The Penetrators are looking like the Pensionators.
While the Casbah’s 30th is a milestone, the Penetrators reunion show packs a bigger numerical punch. Their first reunion show in five years on Friday marks the 40th anniversary for the trailblazing band that dominated San Diego’s punk and new wave scene in the late ’70s and early ’80s.
It might be their last show ever.
- Friday, January 18, 2019, 8 p.m.
2501 Kettner Boulevard,
“I’m not saying it’s our last, but that’s what I’m hearing from Gary,” says Jim Call, the Penetrators keyboard player about lead singer Gary Heffern who is flying in from Finland for the reunion. “His performance was always a ball of fire. It always took a lot out of him. Maybe his age is catching up with him. But you never know. Look how many times Bowie came back.”
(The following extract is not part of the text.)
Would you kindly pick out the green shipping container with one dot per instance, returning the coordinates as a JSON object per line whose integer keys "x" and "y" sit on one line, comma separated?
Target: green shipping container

San Diego’s original punk Big Bang came with the Zeros, the Dils, and the Hitmakers who played to a devoted but small scene in ’76-’77. But it was the Pens who proved during their late ’70s/early ’80s reign that this wild new rock music could pack venues.
“Of course most of them are long gone, like the Adams Avenue Theater, Abbey Road [on El Cajon Boulevard], the Skeleton Club [in a pre-Gaslamp downtown], the North Park Lions Club, and those teen clubs like Journey and Headquarters which I think were both in Pacific Beach,” explains Call. “We played a lot at the Spirit Club [now Brick by Brick]. It still amazes when I run into somebody who knew us from 40 years ago.”
Call remembers when the Penetrators first started playing in 1978. “There were maybe 150 people in the entire scene. At any given show you could count on maybe 50 of them to show up. After about nine months in we knew we were on to something. We would play for like 8000 people at the Bing Crosby Hall at the Del Mar Fairgrounds.”
Other shows include opening for David Johansen at the now defunct Back Door SDSU concert venue. “We also opened for Jody Foster’s Army, the Dead Kennedys, and Killer Pussy.”
He says there were at least ten other local original new wave bands like DFX2, Gary Wilson and the Blind Dates, and Claude Coma and the IVs who were getting attention. “Anything that didn’t sound like Journey or REO Speedwagon was a good thing…the Battalion of Saints and Gary Wilson are still doing it.”
Call says the Pens “soldiered on” until 1984 when Heffern left town. He says in ‘83, drummer Dan McLain (aka Country Dick Montana) “…started doing different things creatively. He discovered the Spring Valley Inn where he launched the Snuggle Bunnies. Out of that grew the Beat Farmers,” the cow-punk band that played the local scene from the mid-’80s until McLain died on stage in November 1995.
“Actually, Joel Kmak was the first Penetrators drummer before Dan,” explains Call. “He’s been playing at all the Penetrators reunions since the first one in 2005 that commemorated the ten year anniversary of Dan’s death.”
Call, Heffern, and Kmak will be joined by other original Penetrators including guitarist Chris Davies, co-owner of Cow Records, and bassist Chris Sullivan, who now plays in the Beat Farmers offshoot called the Farmers.
Penetrators shows were known for Heffern’s frenetic dervish character while Call maintained a melodramtic seriousness on stage. “I was a noise musician going back to 1975 when I got into Metal Machine Music by Lou Reed. I brought home a piano and started pounding my fist on it.”
- Monday, January 28, 2019, 7 p.m.
2501 Kettner Boulevard,
$12 - $15
The Penetrators appear in celebration of the Casbah’s 30th anniversary on Friday, January 18 with the Dinettes and the Schizophonics. Heffern returns to the same venue on January 28 for Gary Heffern's Last Waltz, accompanied by a local all-star lineup featuring Ray Brandes, Cindy Lee Berryhill, David Doyle, David Fleminger, Victor Penalosa, and Kevin Ring. That bill includes Manual Scan, the Executives, and Chip Kinman performing a tribute to the Dils, the influential local punk band he co-founded in the 70s with his brother Tony, who passed away last year from pancreatic cancer.